5| Prudência. Uma côngrua paroquial de 226$000 réis mantida durante doze anos consecutivos pode criar em algumas pessoas a convicção – certa ou errada - de valor individual. A composição das Juntas de Arbitramento vai rodando no tempo e por vezes os novos elementos nem sempre conhecem os casos, se não lhes forem devidamente transmitidos. Por isso importa que as actas sejam devidamente elaboradas, conferidas e assinadas.  Podem vir a ser documentos essenciais.

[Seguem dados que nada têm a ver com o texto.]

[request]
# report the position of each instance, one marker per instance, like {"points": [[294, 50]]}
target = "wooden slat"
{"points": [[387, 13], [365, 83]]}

Agora quanto ao coadjutor impressiona no ano de 1839 ser-lhe atribuída a côngrua de 60$000 réis, valor máximo a passar (160$000: 3=53$333 réis), e, doze anos volvidos (1853) a côngrua mínima de 37$660 réis. Tudo na vigência do mesmo quadro legal: «máximo 1/3, mínimo 1/6 da côngrua do Pároco» (Artº 3º da Carta Lei de 20/7/1839). Curioso o critério da Junta 1853 que, atribuindo ao coadjutor a côngrua matemática mínima, estava implicitamente a significar que a outra soma 226$000 réis era a côngrua do Pároco (226$000: 6 = 37$666). Na alegação de recurso também o pároco alegara (seu advogado) que as côngruas do pároco e do coadjutor são individuais e separadas. E se a Junta atribuiu ao coadjutor uma côngrua separada (37$660) é porque a outra (226$000) era a sua. Trata-se dum argumento circular, visto que o que estava em causa era saber do fundamento daquele montante 226$000 réis. Quanto ao Pé de Altar interessava aos párocos ser estimado pelo baixo. Porque a côngrua era preenchida pelo pé de altar + derrama.  Pé de altar incerto, derrama certo.  

 

 6| Leitura integral. O acórdão, relatado pelo Conselheiro José de Cupertino de Aguiar Ottolini, foi assinado no Paço das Necessidades em 15/12/1858 pelo =REI= e pelo Ministro e Secretário de Estado dos Negócios Eclesiásticos e da Justiça, António José d´ Ávila. Depois dos «conformes» foi publicado no «Diário do Governo» nº 48 de 25 fevereiro 1859 (p.250) disponível on line no portal DIGIGOV (digigov cepese), clicando em jornais e seguindo na barra para a data indicada. 

  

1|Registos de batismo disponíveis on line seguindo: Arquivo Distrital de Leiria – Fundos e coleções – Paroquiais - Castanheira de Pera. Coentral. (selecionando o ano e manuseando o visualizador que surge à direita). 

Francisco H. Neves



(Texto in «O RIBEIRA DE PERA», edição impressa de 30/9/2023).